- Release poster
- Directed by: Navneet Baj Saini
- Written by: Navneet - Vishal
- Produced by: Asif Shaikh
- Starring: Irrfan Khan Ranvir Shorey Deepal Shaw Lucky Ali Nausheen Ali Sardar
- Cinematography: Ravi Walia
- Edited by: Irfan Ishak
- Music by: Songs: Sajid-Wajid Background Score: Sandeep Shirodkar
- Production companies: Quantum films ltd. Practical Productions
- Distributed by: ZEE5
- Release date: 31 December 2021;
- Running time: 120 minutes
- Country: India
- Language: Hindi

= Murder at Teesri Manzil 302 =

2021 Indian Hindi-language murder mystery film

Murder at Teesri Manzil 302 is a 2021 Indian Hindi-language murder mystery film directed by Navneet Baj Saini, starring Irrfan Khan, Ranvir Shorey, Deepal Shaw and Lucky Ali.

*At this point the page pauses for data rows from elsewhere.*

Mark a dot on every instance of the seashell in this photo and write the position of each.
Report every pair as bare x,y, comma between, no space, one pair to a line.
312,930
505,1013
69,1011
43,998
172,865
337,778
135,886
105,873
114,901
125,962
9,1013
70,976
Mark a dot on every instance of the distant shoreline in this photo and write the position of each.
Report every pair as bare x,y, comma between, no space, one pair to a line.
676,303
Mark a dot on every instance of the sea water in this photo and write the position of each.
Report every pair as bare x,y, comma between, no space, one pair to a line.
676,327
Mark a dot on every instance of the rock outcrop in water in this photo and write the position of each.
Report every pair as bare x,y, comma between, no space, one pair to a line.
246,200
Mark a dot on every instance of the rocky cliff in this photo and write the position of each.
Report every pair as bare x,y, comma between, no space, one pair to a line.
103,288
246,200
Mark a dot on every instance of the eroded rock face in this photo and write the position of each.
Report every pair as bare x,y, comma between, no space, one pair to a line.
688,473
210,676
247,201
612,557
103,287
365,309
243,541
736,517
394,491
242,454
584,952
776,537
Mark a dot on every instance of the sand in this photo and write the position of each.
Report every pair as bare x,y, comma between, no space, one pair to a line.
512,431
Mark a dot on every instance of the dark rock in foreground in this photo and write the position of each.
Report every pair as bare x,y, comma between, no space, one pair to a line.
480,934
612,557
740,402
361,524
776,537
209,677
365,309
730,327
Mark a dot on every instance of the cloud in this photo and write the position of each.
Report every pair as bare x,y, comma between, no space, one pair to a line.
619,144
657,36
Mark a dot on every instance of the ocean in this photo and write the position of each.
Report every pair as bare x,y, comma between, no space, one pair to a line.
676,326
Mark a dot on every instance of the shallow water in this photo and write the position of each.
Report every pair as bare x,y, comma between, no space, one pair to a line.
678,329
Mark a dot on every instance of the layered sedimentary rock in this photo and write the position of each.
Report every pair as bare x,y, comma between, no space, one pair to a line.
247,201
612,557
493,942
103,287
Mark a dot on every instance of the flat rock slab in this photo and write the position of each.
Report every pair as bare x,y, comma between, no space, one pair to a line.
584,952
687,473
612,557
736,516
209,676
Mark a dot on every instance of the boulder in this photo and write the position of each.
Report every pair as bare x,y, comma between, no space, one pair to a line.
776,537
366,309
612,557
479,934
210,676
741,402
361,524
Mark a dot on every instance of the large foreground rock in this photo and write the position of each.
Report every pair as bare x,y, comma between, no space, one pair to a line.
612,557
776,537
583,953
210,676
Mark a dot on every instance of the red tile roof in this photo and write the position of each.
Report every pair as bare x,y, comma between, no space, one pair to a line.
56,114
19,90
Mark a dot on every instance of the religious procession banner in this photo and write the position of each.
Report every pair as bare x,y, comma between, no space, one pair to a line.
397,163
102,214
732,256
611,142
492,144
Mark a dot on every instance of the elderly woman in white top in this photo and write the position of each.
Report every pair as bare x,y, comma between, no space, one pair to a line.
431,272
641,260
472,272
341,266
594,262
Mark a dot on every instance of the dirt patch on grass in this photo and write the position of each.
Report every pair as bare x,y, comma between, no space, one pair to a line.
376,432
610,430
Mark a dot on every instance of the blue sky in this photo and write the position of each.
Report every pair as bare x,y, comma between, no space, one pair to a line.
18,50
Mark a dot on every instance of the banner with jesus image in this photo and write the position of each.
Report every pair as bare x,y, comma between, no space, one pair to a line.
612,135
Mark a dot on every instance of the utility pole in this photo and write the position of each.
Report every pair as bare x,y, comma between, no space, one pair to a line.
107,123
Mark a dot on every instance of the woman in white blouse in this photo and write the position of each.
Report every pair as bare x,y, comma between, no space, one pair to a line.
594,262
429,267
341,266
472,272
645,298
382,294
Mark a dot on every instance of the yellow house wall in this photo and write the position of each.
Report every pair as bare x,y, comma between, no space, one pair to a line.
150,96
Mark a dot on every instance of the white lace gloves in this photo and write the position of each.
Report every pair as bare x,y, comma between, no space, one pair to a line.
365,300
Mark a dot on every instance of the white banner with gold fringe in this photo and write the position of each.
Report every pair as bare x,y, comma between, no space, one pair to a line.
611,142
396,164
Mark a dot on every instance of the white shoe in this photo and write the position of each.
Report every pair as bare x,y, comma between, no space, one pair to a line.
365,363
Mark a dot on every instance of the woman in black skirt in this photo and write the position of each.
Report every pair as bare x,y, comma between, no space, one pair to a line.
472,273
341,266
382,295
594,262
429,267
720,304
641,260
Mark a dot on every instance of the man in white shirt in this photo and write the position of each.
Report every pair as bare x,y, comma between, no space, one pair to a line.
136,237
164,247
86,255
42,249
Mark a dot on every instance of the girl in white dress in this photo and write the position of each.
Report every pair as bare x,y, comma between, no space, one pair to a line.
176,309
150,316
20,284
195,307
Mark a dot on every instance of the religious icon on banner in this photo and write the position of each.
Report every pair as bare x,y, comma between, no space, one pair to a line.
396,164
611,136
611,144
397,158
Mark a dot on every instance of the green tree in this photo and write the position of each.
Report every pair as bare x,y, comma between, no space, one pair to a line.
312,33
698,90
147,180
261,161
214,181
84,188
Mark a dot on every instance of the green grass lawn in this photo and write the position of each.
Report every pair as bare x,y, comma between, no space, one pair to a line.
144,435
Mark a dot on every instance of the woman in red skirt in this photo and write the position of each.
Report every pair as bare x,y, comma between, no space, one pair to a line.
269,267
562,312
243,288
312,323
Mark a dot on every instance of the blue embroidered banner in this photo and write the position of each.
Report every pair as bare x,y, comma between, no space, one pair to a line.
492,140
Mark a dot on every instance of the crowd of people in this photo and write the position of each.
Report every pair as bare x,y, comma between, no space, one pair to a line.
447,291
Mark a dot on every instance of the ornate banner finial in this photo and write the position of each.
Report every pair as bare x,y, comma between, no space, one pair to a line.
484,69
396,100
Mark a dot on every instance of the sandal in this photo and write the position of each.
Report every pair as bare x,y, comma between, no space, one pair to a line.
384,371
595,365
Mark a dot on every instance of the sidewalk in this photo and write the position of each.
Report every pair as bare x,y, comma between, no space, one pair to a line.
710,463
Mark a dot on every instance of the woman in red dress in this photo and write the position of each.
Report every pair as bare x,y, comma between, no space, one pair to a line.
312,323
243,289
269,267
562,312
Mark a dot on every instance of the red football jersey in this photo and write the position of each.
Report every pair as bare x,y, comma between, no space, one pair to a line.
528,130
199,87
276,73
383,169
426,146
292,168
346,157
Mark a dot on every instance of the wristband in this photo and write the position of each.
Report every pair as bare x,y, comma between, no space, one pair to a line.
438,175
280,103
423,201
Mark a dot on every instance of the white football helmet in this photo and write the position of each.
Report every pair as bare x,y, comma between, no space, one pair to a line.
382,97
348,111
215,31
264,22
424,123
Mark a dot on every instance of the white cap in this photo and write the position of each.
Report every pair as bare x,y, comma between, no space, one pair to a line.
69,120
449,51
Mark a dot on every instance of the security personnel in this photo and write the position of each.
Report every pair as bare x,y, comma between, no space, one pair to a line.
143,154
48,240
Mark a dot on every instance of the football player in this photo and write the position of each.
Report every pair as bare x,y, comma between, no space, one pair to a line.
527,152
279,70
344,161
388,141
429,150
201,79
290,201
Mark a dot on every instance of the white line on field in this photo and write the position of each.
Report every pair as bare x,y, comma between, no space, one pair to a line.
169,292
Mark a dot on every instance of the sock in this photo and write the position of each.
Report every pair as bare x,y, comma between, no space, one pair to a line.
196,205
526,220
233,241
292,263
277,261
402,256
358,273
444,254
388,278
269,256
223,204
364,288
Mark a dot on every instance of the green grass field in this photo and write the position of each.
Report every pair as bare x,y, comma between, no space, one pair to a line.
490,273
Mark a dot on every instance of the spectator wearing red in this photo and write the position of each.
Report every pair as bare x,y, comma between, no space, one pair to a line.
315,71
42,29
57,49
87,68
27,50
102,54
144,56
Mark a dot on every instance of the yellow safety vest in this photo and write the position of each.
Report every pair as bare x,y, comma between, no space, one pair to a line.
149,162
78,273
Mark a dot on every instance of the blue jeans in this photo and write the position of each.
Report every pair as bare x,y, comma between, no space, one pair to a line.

The film was stuck in production hell after its completion in the year 2009. Termed as one among Khan's unreleased films, finally premiered on ZEE5 on 31 December 2021, but with poor reviews. It marks a posthumous appearance for Khan following his death on 29 April 2020.

==Plot==
A wealthy businessman's wife mysteriously disappears, and a team of investigating officers embark on a search for her. Will they be able to decipher what's going on?

== Cast ==
- Irrfan Khan as Shekhar Sharma (Sheky)
- Ranvir Shorey as Abhishek Deewan
- Deepal Shaw as Maya Deewan
- Lucky Ali as Inspector Tejendra Singh
- Nausheen Ali Sardar

==Production==
The film began production in 2008, was completed in 2009 but was shelved for years until it premiered through ZEE5.

== Reception ==
Archika Khurana of The Times of India wrote, "In a nutshell, ‘Murder At Teesri Manzil 302’ will undoubtedly make you nostalgic for the late Irrfan Khan, but it’s definitely not one of his best films to remember." Gautaman Bhaskaran of News18 wrote, "Shot in the exotic locales of Bangkok and Pattaya, the film had remained in the cans for 14 years, and it is not clear why it chose to emerge now. Obviously, the direction and execution seem somewhat outdated, and it is not surprising that the thriller should face obstacles; its pace is broken by songs and dances. Totally needless."